The average rate on a two-year fixed deal has dropped to 5.62% compared with 5.93% at the start of the year, according to financial information service Moneyfacts.
HSBC and NatWest cut some rates on Tuesday, with Metro Bank and TSB also announcing reductions.
Analysts expect the benchmark interest rate to be cut during this year.
The interest rate on a fixed mortgage does not change until the deal expires, usually after two or five years, and a new one is chosen to replace it.
Doing nothing would leave people on a variable rate, which is very expensive – with an average rate of more than 8%.
About 1.6 million existing borrowers have relatively cheap fixed-rate deals expiring this year.
Speaking on the BBC on Monday, Mohamed El-Erian said disruption to vessels using the Red Sea and wider unrest in the region could have an impact on the economy.
Dr El-Erian, president of Queens’ College, Cambridge, and chief economic adviser at financial services giant Allianz, said: “Relative to what would have happened otherwise, we will see higher inflation, higher mortgage rates and lower growth.
“In absolute terms, however, it is nothing compared to what we had in 2021 and 2022. This shock is not going to be as big but it is unfortunate.”
Despite the warning, many analysts expect that the falling rate of inflation will lead to the Bank of England cutting the benchmark interest rate on a number of occasions this year.
That has been held at 5.25% in recent months following 14 consecutive increases.
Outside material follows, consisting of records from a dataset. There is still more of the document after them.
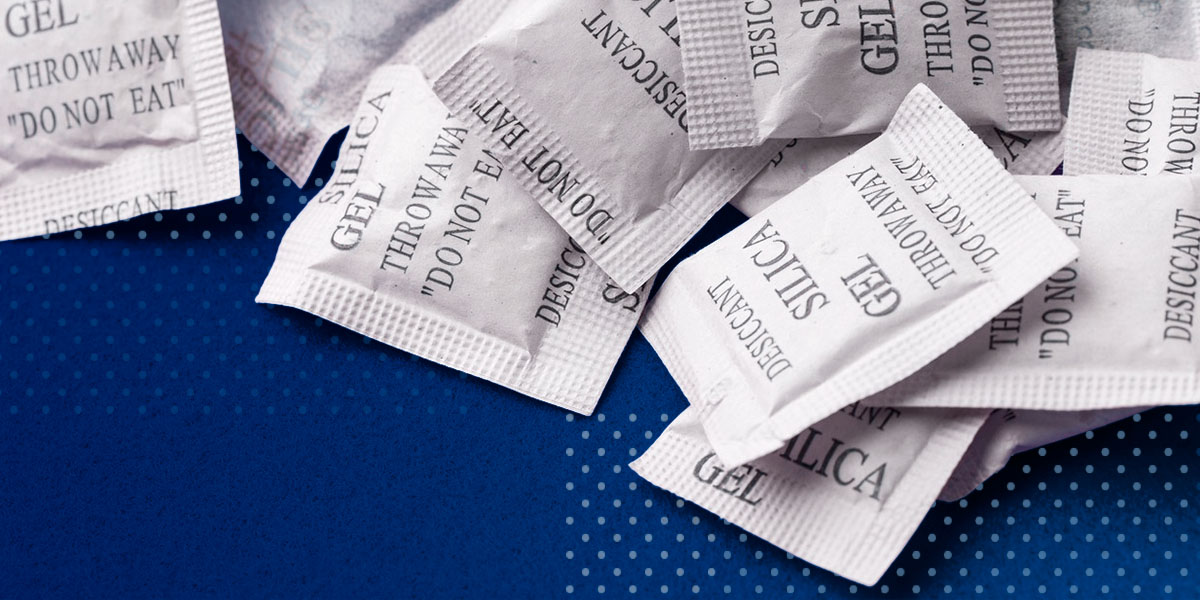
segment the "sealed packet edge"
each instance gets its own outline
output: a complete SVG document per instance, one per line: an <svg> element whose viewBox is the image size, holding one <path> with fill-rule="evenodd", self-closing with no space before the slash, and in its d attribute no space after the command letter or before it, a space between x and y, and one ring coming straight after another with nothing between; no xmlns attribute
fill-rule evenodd
<svg viewBox="0 0 1200 600"><path fill-rule="evenodd" d="M1005 0L992 9L1009 131L1062 127L1054 3Z"/></svg>
<svg viewBox="0 0 1200 600"><path fill-rule="evenodd" d="M499 74L478 46L463 54L434 82L433 87L442 102L484 139L504 145L518 154L536 152L541 148L579 180L601 181L592 169L571 152L555 130L530 110L511 82ZM472 118L472 107L485 98L501 103L528 129L528 133L520 136L519 140L506 143L504 136L481 128L477 119ZM633 293L762 170L762 165L785 143L784 140L778 142L736 154L714 154L671 201L648 216L622 215L621 218L628 221L619 223L617 226L620 230L616 232L605 232L600 225L593 225L593 217L602 212L612 216L605 207L616 203L607 193L588 193L568 202L541 184L534 172L517 168L513 168L513 172L526 192L554 217L588 256L622 290ZM576 212L577 204L583 197L589 198L589 204ZM587 219L581 218L589 211L591 213ZM604 225L612 222L603 221Z"/></svg>
<svg viewBox="0 0 1200 600"><path fill-rule="evenodd" d="M688 93L688 143L693 150L755 146L763 141L747 75L742 13L736 3L676 3Z"/></svg>
<svg viewBox="0 0 1200 600"><path fill-rule="evenodd" d="M197 48L190 65L199 86L191 86L196 99L196 121L204 153L208 195L223 200L241 194L237 128L221 15L215 0L187 0L187 29ZM195 205L191 205L195 206ZM179 208L188 208L181 206Z"/></svg>
<svg viewBox="0 0 1200 600"><path fill-rule="evenodd" d="M722 433L725 420L721 412L733 407L726 408L724 405L729 403L721 401L703 422L714 450L729 464L753 460L762 455L764 448L782 444L795 432L841 407L918 373L1079 254L1079 249L1034 205L983 142L929 88L913 88L885 135L940 174L943 179L939 181L951 191L958 186L979 190L979 197L969 193L958 196L958 200L971 203L973 219L985 225L981 229L1004 252L981 285L913 323L903 338L862 353L838 376L805 393L803 402L792 401L760 422L749 438L737 440L742 436ZM953 140L962 140L962 144ZM914 340L921 340L918 347L914 347ZM848 372L871 375L851 378ZM731 391L748 393L745 388L738 385Z"/></svg>
<svg viewBox="0 0 1200 600"><path fill-rule="evenodd" d="M694 410L688 409L677 419L690 418ZM711 449L671 427L629 466L656 487L697 504L807 562L858 583L875 585L920 526L986 417L987 411L962 411L948 417L933 436L923 441L903 479L875 514L849 522L835 518L840 516L836 512L862 505L821 502L818 496L801 495L787 510L779 509L786 517L783 522L768 522L748 518L753 513L745 512L744 503L727 494L710 497L689 494L693 486L692 465L680 454ZM790 483L800 488L791 491L802 491L794 479ZM851 539L855 536L848 529L862 535Z"/></svg>
<svg viewBox="0 0 1200 600"><path fill-rule="evenodd" d="M1127 106L1144 87L1145 55L1080 48L1075 57L1063 175L1120 173Z"/></svg>
<svg viewBox="0 0 1200 600"><path fill-rule="evenodd" d="M385 65L377 69L364 86L358 110L373 96L403 90L413 78L428 85L416 67ZM431 102L437 102L432 90L425 93ZM343 142L339 157L350 143ZM515 185L512 189L521 194L514 201L532 202L523 189ZM314 201L319 203L319 198L320 194ZM560 321L545 325L537 346L526 349L428 310L408 296L389 296L350 275L315 268L306 235L315 225L303 211L293 222L257 302L304 310L389 346L584 415L599 402L644 306L645 289L633 295L611 295L608 286L613 284L603 271L546 219L546 225L554 228L552 234L563 239L559 260L566 261L568 252L577 252L583 263ZM542 290L530 289L529 293ZM533 321L534 315L528 318Z"/></svg>
<svg viewBox="0 0 1200 600"><path fill-rule="evenodd" d="M0 204L5 206L0 213L0 240L110 225L241 193L237 129L216 0L186 0L179 10L181 33L187 36L182 68L192 82L188 87L196 137L174 147L135 147L128 156L95 168L0 190ZM151 191L147 185L163 187ZM150 198L151 193L156 199ZM142 209L142 197L147 209ZM125 209L126 205L132 208ZM89 211L91 219L85 223L82 215Z"/></svg>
Those predictions have helped bring down lenders’ funding costs, and to create more competition in the mortgage sector.
“To see Metro Bank reducing their rates by a fair chunk demonstrates the feelings of lenders at the moment. The mortgage rate price war rages on,” Gary Bush, adviser at MortgageShop.com told the Newspage service.
The average rate on a five-year fixed deal, which stood at 5.55% at the start of the year, was now at 5.24%, according to Moneyfacts.
Rates are well down on last summer, but remain much higher than many homeowners became accustomed to for a decade until late 2021.